Sources of HIV Acquisition
We estimated that black MSM are disproportionately affected by HIV, representing 75% of the MSM population in 2008–2017 (see Table S4, Supplemental Digital Content, https://links.lww.com/QAI/B449), and acquiring 93% (90%–96%) of all new HIV infections (Fig. 2A, see Table S5, Supplemental Digital Content, https://links.lww.com/QAI/B449). Older MSM, who constituted 73% of the MSM population between 2008 and 2017 (see Table S4, Supplemental Digital Content, https://links.lww.com/QAI/B449), acquired 54% (48%–59%) of HIV infections (Fig. 2B, see Table S5, Supplemental Digital Content, https://links.lww.com/QAI/B449). The fractions of incident infections acquired by black MSM and younger MSM populations have increased over time due to relative population size increases (Table 1, see Table S4, Supplemental Digital Content, https://links.lww.com/QAI/B449). We also estimated that HIV incidence rates among black MSM over the period 2008–2017 were 8 times higher than among white MSM, and were 1.7-fold higher among younger MSM than older MSM over the same period (Table 1).

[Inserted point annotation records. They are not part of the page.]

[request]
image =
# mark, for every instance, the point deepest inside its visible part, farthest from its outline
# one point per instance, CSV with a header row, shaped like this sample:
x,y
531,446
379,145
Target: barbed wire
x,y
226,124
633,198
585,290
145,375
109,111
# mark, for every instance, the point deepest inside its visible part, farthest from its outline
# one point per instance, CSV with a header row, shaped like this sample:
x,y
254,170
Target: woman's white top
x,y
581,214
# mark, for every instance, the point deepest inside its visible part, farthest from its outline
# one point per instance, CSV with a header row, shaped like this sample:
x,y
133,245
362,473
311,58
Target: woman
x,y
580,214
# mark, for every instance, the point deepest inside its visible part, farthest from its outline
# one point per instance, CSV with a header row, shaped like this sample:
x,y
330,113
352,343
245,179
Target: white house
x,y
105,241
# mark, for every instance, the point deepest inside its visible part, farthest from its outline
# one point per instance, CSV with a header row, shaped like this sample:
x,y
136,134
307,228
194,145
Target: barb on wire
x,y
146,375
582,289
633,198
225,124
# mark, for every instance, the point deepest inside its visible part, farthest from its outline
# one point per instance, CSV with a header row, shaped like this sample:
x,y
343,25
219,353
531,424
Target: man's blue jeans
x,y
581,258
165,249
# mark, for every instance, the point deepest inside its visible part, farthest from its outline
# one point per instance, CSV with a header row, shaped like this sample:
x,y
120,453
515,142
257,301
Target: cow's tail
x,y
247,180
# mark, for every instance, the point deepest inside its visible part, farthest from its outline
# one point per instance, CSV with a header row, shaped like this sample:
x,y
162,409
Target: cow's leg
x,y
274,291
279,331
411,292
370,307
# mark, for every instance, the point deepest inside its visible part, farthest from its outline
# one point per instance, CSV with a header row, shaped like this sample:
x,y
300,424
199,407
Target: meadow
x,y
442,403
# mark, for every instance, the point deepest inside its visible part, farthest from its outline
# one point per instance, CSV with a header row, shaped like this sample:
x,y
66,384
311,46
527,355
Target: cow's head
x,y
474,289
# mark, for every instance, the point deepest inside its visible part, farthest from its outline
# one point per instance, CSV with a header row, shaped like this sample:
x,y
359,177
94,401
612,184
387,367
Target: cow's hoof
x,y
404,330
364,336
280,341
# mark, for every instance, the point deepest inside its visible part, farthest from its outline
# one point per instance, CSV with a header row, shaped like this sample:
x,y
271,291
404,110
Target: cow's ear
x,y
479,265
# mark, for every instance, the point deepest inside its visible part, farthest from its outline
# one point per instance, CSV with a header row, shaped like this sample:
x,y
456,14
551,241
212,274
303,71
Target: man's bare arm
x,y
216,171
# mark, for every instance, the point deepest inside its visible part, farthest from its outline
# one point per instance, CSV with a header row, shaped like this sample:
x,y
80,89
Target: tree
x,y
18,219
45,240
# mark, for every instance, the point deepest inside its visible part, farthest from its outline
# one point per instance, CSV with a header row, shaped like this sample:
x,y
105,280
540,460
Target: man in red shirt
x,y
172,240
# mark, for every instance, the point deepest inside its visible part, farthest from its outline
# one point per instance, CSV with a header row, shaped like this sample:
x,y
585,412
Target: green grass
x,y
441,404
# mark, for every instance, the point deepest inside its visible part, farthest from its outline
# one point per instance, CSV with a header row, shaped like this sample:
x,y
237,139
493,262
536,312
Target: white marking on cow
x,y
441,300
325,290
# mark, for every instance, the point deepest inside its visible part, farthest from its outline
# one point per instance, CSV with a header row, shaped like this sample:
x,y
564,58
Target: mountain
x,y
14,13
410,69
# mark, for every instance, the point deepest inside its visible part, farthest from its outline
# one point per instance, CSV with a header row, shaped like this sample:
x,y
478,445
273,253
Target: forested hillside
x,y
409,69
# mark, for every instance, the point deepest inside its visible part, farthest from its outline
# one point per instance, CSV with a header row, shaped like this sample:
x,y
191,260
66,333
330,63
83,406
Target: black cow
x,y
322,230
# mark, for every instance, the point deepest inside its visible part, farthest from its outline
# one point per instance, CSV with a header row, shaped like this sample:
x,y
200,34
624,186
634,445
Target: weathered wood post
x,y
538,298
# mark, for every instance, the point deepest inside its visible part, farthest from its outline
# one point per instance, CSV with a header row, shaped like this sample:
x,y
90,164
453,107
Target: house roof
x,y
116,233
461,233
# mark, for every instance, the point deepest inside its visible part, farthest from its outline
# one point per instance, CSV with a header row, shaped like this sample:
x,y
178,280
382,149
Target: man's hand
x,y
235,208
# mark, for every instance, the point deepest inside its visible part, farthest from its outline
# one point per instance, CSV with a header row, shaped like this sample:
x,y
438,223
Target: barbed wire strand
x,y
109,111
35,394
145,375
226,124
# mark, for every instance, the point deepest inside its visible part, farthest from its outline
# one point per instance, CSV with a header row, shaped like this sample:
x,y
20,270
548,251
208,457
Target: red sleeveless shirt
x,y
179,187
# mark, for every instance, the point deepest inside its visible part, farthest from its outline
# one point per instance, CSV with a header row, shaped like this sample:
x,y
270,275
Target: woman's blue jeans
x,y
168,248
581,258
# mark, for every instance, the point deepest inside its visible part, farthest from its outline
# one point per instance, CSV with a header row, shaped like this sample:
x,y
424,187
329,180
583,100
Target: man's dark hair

Contributions to HIV Transmission
Our model results suggest that over 2008–2017, black MSM and older MSM directly or indirectly contributed to the greatest number of HIV transmissions, with PAF2008–2017 of 97% (95%–98%) and 75% (67%–81%), respectively, compared with 4% (2%–6%) for white and 35% (27%–49%) for younger MSM (note that the PAFs take into account secondary transmissions, which can overlap for different groups; Fig. 2, see Table S5, Supplemental Digital Content, https://links.lww.com/QAI/B449), reflecting the higher HIV prevalence and larger population size of these groups. Similarly to HIV acquisition, the PAF for black MSM increased slightly over time, whereas the PAF for older MSM was slightly lower during 1998–2007 than during 1988–1997, and then increased again. However, we estimated that the per-capita transmission rate (expressed per 100 infected person-years) for younger MSM was twice that of older MSM (12.7 vs 6.2, Table 1), and also twice as high for black HIV+ MSM as for white MSM (7.0 vs 3.3), reflecting the reported higher sexual activity and lower ART coverage of younger and black MSM in Baltimore (see Table S1, Supplemental Digital Content, https://links.lww.com/QAI/B449).
Types of Partnerships
Around half of HIV transmissions were contributed by main partnerships, with PAF2008–2017 estimated at 55% (48%–63%), compared to 44% (35%–55%) and 16% (10%–26%) for casual and commercial partnerships, respectively (Fig. 3 and see Table S5, Supplemental Digital Content, https://links.lww.com/QAI/B449); main, casual, and commercial partners accounted for 22%, 56%, and 22% of all new partners, respectively. The estimated proportion of transmissions contributed by the different partnership types remained stable over time, reflecting stability in NHBS data in the proportion of recent sex acts reported to be with different partner types.
Stages of Infection of Untreated Individuals
We estimated that untreated HIV+ MSM (with infection, diagnosed or not) directly or indirectly contributed to almost 90% of the HIV transmissions occurring over 2008–2017 (Table 1). Most transmissions were contributed by untreated MSM with CD4 <200 cells/µL, with PAF2008–2017 of 40% (24%–56%), and CD4 200–350 cells/µL, with PAF2008–2017 of 21% (14%–32%). The HIV transmission rate was highest among acutely infected untreated MSM (per-capita rate of 54 per 100 infected person-years), who were estimated to have contributed to 20% (8%–35%) of transmissions over 2008–2017, despite representing only 2% (1%–3%) of HIV+ MSM (Table 1, see Table S5–6, Supplemental Digital Content, https://links.lww.com/QAI/B449).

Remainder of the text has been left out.